Stochastic optimization landscape of a minimal MLP

In this notebook, we will try to better understand how stochastic gradient works. We fit a very simple non-convex model to data generated from a linear ground truth model.

We will also observe how the (stochastic) loss landscape changes when selecting different samples.


In [ ]:
%matplotlib inline
import matplotlib.pyplot as plt
import numpy as np
import torch
import torch.nn as nn
from torch.nn import Parameter
from torch.nn.functional import mse_loss
from torch.autograd import Variable
from torch.nn.functional import relu

Data is generated from a simple model: $$y= 2x + \epsilon$$

where:

  • $\epsilon \sim \mathcal{N}(0, 3)$
  • $x \sim \mathcal{U}(-1, 1)$

In [ ]:
def sample_from_ground_truth(n_samples=100, std=0.1):
    x = torch.FloatTensor(n_samples, 1).uniform_(-1, 1)
    epsilon = torch.FloatTensor(n_samples, 1).normal_(0, std)
    y = 2 * x + epsilon
    return x, y

n_samples = 100
std = 3
x, y = sample_from_ground_truth(n_samples=100, std=std)
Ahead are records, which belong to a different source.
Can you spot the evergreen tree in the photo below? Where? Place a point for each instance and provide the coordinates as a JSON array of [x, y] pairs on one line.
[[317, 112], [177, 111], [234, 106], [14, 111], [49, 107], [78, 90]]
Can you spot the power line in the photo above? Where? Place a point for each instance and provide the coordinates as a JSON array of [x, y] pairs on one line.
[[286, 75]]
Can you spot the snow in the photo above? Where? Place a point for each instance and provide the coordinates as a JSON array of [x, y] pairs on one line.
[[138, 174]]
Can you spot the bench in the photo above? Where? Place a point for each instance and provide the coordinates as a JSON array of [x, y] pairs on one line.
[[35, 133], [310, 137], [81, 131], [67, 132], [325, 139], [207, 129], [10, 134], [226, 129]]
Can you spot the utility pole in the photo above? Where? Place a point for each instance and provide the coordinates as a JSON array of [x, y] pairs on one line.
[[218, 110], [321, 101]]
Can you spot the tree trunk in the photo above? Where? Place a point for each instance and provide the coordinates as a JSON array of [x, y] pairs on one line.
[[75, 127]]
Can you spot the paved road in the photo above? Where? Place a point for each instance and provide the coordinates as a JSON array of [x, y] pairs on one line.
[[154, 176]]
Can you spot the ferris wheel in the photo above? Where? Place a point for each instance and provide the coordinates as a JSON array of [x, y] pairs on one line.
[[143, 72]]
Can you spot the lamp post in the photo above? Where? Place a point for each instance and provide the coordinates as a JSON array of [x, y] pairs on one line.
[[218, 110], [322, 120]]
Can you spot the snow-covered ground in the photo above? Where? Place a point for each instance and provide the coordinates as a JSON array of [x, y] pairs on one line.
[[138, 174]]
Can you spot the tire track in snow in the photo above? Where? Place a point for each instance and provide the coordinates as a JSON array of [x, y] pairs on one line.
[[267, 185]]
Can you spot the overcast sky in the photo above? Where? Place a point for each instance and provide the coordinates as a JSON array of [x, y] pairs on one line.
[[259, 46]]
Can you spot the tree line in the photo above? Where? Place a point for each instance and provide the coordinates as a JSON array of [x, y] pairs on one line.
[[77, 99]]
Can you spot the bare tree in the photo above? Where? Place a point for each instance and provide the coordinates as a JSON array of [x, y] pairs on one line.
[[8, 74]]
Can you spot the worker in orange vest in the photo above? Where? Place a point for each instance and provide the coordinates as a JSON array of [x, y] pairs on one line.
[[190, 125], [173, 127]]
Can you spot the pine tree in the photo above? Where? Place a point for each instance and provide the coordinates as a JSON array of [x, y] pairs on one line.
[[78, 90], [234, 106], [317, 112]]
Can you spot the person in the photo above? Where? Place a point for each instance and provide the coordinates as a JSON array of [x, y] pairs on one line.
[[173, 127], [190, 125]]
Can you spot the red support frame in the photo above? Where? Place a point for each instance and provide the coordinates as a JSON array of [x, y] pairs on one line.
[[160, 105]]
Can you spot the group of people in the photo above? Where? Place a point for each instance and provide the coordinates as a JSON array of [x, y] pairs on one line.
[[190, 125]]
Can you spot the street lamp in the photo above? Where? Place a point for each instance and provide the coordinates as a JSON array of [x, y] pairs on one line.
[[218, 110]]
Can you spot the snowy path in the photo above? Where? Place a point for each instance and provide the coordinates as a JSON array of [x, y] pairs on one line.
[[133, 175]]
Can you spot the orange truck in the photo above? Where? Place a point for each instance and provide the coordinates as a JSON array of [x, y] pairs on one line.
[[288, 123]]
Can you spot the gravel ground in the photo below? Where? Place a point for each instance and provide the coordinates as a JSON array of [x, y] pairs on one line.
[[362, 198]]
We propose a minimal single hidden layer perceptron model with a single hidden unit and no bias. The model has two tunable parameters $w_1$, and $w_2$, such that:

$$f(x) = w_1 \cdot \sigma(w_2 \cdot x)$$

where $\sigma$ is the ReLU function.


In [ ]:
class SimpleMLP(nn.Module):

    def __init__(self, w=None):
        super(SimpleMLP, self).__init__()
        self.w1 = Parameter(torch.FloatTensor((1,)))
        self.w2 = Parameter(torch.FloatTensor((1,)))
        if w is None:
            self.reset_parameters()
        else:
            self.set_parameters(w)

    def reset_parameters(self):
        self.w1.uniform_(-.1, .1)
        self.w2.uniform_(-.1, .1)

    def set_parameters(self, w):
        with torch.no_grad():
            self.w1[0] = w[0]
            self.w2[0] = w[1]

    def forward(self, x):
        return self.w1 * relu(self.w2 * x)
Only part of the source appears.